Medical marijuana headed to Platte County

Applications are now open for medical marijuana operations in Missouri and Platte County has its fair share of interested parties, according to a list of pre-applicants released earlier this summer.

More than 600 potential applicants have pre-filed with the Missouri Department of Health and Senior Services and of these, the state plans to license 60 cultivation facilities, 192 dispensaries, 86 medical marijuana-infused manufacturing facilities and 10 testing laboratory facilities state-wide. State approval of dispensary applications is expected in January 2020.

Pre-applications for cultivation operations, dispensaries and manufacturing facilities were filed across Platte County, with addresses ranging from Dearborn to Parkville. The most applications are for dispensaries, with several duplicate pre-applications filed. Dispensaries are proposed in the Weston, Dearborn, Platte City, Parkville and Kansas City North areas. Cultivation operations are proposed in the Dearborn, Weston and Parkville areas. Manufacturing facilities are proposed in Dearborn, Weston and Kansas City North.

Final applications will be scored by a third party using standard criteria and with identities stripped.

“Early on as we began our research, our team got together to discuss the various ways we could award licenses, and we all agreed that a blind scoring system using a third-party vendor would be the fairest way to grant licenses to applicants,” said Lyndall Fraker, director of the Section for Medical Marijuana Regulation. “Since applicants will be scored solely on the content of their facility applications, we also believe that this will help set the industry up for a successful launch for Missouri patients.”

Criminal background checks will also be completed by the Missouri State Highway Patrol on applicants and all employees of proposed operations.

The department began processing patient and caregiver applications in June and has approved more than 5,000 applications.

While the bulk of the new medical marijuana law — which was approved by voters last fall — is overseen by the state, municipalities can regulate which areas of the city are best suited to host dispensaries and facilities. They may also set the hours of operation for dispensaries.

Last month, the Kansas City Council passed an ordinance setting regulations for operating medical marijuana facilities within the city limits. The ordinance includes distance requirements for separation from schools, day cares and churches, as well as hours of operations.

In Kansas City, all medical marijuana production facilities must be located at least 750 feet away from schools and at least 300 feet away from day-care facilities and churches. Dispensaries must be located at least 300 feet away from schools, day-care facilities and churches. Hours of operation for marijuana dispensary facilities must be between 8 a.m. and 5 p.m. Medical marijuana cultivation, manufacturing and distribution facilities must follow the city’s existing zoning codes.

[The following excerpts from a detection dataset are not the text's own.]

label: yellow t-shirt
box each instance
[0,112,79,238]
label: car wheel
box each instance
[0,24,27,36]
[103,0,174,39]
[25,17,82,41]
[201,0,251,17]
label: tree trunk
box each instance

The City of Riverside also recently tackled medical marijuana at its board of aldermen meeting, with city staff realizing that if it used the 1,000 feet setback suggested in state law that no marijuana-related businesses could operate in Riverside. Cities are not permitted to outright prohibit or create unrealistic standards that would de facto forbid operations, so staff suggested 300 feet, which is the current setback for businesses selling alcohol. Aldermen eventually approved the 300 feet setback and approved hours of operation from 8 a.m. to 10 p.m. Monday through Saturday and 9 a.m. to 10 p.m. Sundays.

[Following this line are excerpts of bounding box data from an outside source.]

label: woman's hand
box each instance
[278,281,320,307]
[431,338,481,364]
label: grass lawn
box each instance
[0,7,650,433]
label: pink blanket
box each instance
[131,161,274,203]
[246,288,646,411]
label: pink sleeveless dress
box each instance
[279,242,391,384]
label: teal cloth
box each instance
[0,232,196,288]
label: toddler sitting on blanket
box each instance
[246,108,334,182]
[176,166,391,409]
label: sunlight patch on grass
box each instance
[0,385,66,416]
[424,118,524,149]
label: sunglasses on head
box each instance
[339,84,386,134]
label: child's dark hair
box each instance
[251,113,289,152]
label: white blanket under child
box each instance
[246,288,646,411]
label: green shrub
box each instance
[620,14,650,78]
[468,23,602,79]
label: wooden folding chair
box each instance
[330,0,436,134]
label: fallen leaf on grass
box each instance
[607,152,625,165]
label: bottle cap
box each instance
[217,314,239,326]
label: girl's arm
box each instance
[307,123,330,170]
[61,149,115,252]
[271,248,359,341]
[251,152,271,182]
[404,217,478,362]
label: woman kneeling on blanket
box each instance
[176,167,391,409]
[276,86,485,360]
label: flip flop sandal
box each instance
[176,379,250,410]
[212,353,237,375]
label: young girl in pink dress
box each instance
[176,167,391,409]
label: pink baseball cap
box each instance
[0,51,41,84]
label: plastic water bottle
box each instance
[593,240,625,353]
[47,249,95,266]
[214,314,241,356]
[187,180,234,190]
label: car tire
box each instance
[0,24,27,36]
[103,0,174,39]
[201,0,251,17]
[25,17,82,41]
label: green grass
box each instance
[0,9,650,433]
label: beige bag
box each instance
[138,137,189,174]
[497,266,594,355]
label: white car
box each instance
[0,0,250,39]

The City of Platte City’s board of aldermen has voted to limit dispensaries to the central and general business districts and approved the same 300 feet buffer as Riverside to separate facilities from schools, churches and daycare centers. Possible hours of operation are similar as well, with approved hours between 8 a.m. and 10 p.m.

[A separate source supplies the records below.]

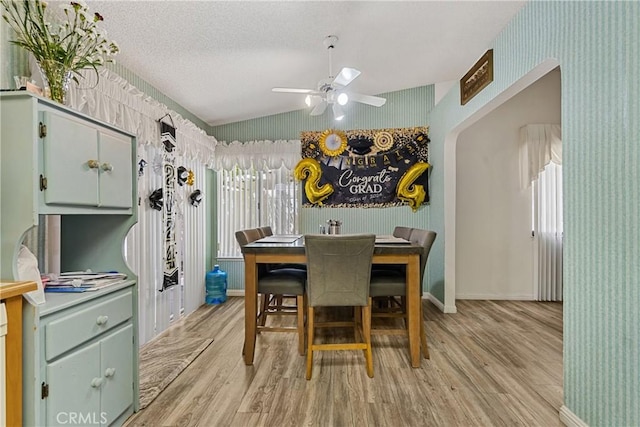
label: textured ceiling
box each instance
[87,1,525,125]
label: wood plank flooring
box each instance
[126,297,562,427]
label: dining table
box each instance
[243,235,422,368]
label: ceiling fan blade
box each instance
[349,93,387,107]
[271,87,316,93]
[333,67,360,86]
[310,100,327,116]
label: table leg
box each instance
[242,254,258,365]
[406,254,422,368]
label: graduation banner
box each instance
[294,127,430,211]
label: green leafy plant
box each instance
[0,0,119,82]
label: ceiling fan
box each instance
[271,36,387,120]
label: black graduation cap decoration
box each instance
[189,190,202,207]
[178,166,189,186]
[149,188,163,211]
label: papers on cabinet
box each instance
[45,271,127,292]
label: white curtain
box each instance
[67,68,212,345]
[520,124,563,301]
[520,124,562,189]
[67,68,218,166]
[216,166,301,258]
[213,140,302,171]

Some jurisdictions are still mulling over how to handle this drastic change in Missouri law.

In Parkville, mayor Nan Johnston suggested the city organize a public discussion on how to handle medical marijuana in the city. Director of community development Stephen Lachky said a work session with the city’s planning and zoning commission would be held Monday, Aug. 12 with possible public hearings held in September and October.

The Weston planning and zoning commission are also still working on their recommendations for changes to Weston’s municipal code. At the July meeting of the board of aldermen, city attorney Jeremy Webb spoke about the ramifications of the legalization on personnel policies, with the city currently leaning toward complete prohibition of use of medical marijuana by city employees.

During discussions in several cities, aldermen and city staff have wondered if they should set the limits with consideration to the possible future legalization of recreational marijuana in Missouri. The general consensus was that any such legalization could be years off, and would still be in violation of federal law. Cities will adjust ordinances to meet the current criteria and make further changes in the future, if and when they are needed.